Supported by the National Natural Science Foundation of China, No. 30270597
Correspondence to: Dr. Ying-Ren Zhao, Department of Infectious Diseases, First Hospital of Xi’an Jiaotong University, Xi’an 710061, Shaanxi Province, China. zhaoyingren@sohu.com
Telephone: +86-29-85323634 Fax: +86-29-85323647
Received: April 6, 2004
Revised: April 9, 2004
Accepted: May 29, 2004
Published online: February 14, 2005

Abstract

AIM: To investigate the relationship between the polymorphism of class II transactivator (CIITA) gene promoters and chronic hepatitis B (CHB).

METHODS: Genomic DNA was prepared from peripheral blood leukocytes. Promoters I, III and IV of gene were analyzed respectively with polymerase chain reaction single strand conformation polymorphism (PCR-SSCP) in 65 patients with CHB, 26 patients with acute hepatitis B (AHB) and 85 normal controls.

RESULTS: No abnormal migration was found in PCR-SSCP analysis of the three promoters in the three groups. Also, no sequential difference was observed at the three promoters among the CHB patients, AHB patients and normal controls.

CONCLUSION: No polymorphism in promoters I, III and IV of CIITA gene exists in CHB patients, ABH patients and normal controls, suggesting that the promoter of CIITA gene might be a conserved domain.

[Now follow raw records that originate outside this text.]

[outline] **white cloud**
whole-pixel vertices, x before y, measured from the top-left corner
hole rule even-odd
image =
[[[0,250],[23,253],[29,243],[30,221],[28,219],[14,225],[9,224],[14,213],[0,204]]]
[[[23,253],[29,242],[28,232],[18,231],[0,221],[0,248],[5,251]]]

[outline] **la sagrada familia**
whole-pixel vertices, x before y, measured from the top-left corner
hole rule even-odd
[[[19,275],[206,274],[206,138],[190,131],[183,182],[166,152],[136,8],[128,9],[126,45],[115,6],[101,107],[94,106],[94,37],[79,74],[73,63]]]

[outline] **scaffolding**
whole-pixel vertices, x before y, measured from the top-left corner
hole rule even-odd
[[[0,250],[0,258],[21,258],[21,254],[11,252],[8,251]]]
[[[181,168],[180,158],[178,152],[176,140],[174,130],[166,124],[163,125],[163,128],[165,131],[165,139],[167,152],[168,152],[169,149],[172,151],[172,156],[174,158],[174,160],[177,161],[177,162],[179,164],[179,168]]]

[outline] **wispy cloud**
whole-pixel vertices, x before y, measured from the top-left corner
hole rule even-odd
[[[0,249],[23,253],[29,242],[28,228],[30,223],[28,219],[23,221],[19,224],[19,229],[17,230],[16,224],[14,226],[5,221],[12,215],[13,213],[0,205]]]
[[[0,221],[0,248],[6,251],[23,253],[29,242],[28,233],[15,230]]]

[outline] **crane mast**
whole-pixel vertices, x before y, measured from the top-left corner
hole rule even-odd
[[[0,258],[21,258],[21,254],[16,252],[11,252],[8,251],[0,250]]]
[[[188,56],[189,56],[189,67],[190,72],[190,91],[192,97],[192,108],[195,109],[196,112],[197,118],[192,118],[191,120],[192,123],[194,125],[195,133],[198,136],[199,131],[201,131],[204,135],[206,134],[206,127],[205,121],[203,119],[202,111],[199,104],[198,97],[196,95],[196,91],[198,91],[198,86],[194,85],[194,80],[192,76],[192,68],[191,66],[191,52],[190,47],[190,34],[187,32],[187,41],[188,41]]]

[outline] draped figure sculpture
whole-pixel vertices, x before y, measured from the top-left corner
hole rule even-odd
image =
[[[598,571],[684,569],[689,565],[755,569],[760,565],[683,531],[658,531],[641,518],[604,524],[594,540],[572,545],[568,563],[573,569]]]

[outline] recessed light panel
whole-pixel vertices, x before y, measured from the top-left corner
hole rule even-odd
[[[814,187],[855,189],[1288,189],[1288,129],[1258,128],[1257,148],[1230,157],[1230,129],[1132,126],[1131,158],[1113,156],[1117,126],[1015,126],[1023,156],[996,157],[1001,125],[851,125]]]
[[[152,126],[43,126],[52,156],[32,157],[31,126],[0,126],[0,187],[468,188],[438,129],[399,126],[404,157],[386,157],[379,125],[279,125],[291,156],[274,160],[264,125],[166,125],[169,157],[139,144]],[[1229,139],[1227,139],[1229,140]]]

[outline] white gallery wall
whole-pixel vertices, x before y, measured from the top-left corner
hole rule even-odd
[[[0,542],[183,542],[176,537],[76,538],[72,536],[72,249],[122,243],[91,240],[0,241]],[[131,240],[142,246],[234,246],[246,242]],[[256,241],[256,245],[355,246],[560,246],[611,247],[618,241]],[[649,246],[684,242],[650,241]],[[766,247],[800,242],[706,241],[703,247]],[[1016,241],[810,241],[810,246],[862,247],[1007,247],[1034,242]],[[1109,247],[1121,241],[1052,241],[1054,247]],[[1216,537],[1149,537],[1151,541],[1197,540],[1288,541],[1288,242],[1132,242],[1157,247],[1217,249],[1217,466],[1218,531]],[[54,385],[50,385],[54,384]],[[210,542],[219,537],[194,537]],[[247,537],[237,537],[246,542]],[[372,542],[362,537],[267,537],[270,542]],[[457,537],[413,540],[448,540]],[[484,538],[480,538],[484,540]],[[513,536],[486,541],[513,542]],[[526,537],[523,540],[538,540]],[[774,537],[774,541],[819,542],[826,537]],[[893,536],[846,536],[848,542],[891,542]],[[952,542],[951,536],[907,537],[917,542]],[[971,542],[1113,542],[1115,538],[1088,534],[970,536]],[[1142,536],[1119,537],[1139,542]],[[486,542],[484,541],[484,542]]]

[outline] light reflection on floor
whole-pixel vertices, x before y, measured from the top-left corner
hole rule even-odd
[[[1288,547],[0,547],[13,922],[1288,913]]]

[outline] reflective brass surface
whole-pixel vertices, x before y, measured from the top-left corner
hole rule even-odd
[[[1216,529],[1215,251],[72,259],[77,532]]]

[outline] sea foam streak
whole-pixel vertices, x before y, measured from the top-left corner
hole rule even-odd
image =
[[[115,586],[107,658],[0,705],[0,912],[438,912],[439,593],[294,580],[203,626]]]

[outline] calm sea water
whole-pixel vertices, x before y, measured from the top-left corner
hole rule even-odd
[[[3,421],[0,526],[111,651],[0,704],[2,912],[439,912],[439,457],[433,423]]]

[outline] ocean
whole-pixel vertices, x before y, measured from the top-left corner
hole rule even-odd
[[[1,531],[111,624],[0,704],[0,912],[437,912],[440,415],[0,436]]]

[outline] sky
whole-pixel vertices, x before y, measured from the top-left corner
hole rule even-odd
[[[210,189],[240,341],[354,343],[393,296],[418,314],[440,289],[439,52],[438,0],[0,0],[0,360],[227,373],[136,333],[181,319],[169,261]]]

Key Words: Class II transactivator gene promoter, Hepatitis B

INTRODUCTION

Major histocompatibility complex (MHC) class II molecules play a central role in immune responses, and the regulation of this family of genes occurs primarily at the transcriptional level. The class II transactivator (CIITA), a non-DNA-binding protein, is the master regulator of the MHC class II gene expression[1-5]. Human CIITA is encoded on chromosome 16, and the initial CIITA cDNA encodes an 1130-aminoacid protein. CIITA is the major rate-limiting factor for both constitutive and interferon-γ-induced expression of MHC class II gene. Furthermore, the expression of MHC class II is quantitatively controlled at the CIITA level[4,6]. Human CIITA gene expression is controlled by 4 distinct promoters (PI to PIV), and they are cell-type-specific and have different activation profiles, leading to multiple CIITA transcripts with different first exons, and 3 of the forms predominating. Promoter I and promoter III direct dendritic cell and B-cell-specific expressions respectively, whereas promoter IV mediates IFN-γ-inducible expression[7-10]. Recently, it has been shown that CIITA plays an important role in infectious diseases, cancer and autoimmune diseases[11-16]. Infection with hepatitis B virus (HBV) may result in different clinical outcomes[17]. There is strong evidence in HBV infection that host genetic factors play a major role in determining the outcome of the infection[18-23]. Therefore, to explore the relationship between polymorphism of CIITA gene promoters and chronic hepatitis B(CHB), we analyzed the sequence variability at promoters of CIITA transcription factor in CHB patients and compared with acute hepatitis B (AHB) patients and normal subjects by SSCP analysis of the PCR-amplified CIITA promoter region.

MATERIALS AND METHODS
Subjects

Sixty-five patients (42 men and 23 women, mean age, 35.5 years) with CHB and 26 patients (18 men and 8 women, mean age, 32.3 years) with AHB, and 95 healthy blood donors (62 men and 33 women, mean age, 33.4 years) from the First Hospital of Xi’an Jiaotong University, Xi’an, China, were included in this study. The diagnosis of all the cases was made according to the criteria established on the Viral Hepatitis National Conference held in 2000 in Xi’an, China[24]. All the patients and controls were Chinese Han nationals without relatives from Xi’an.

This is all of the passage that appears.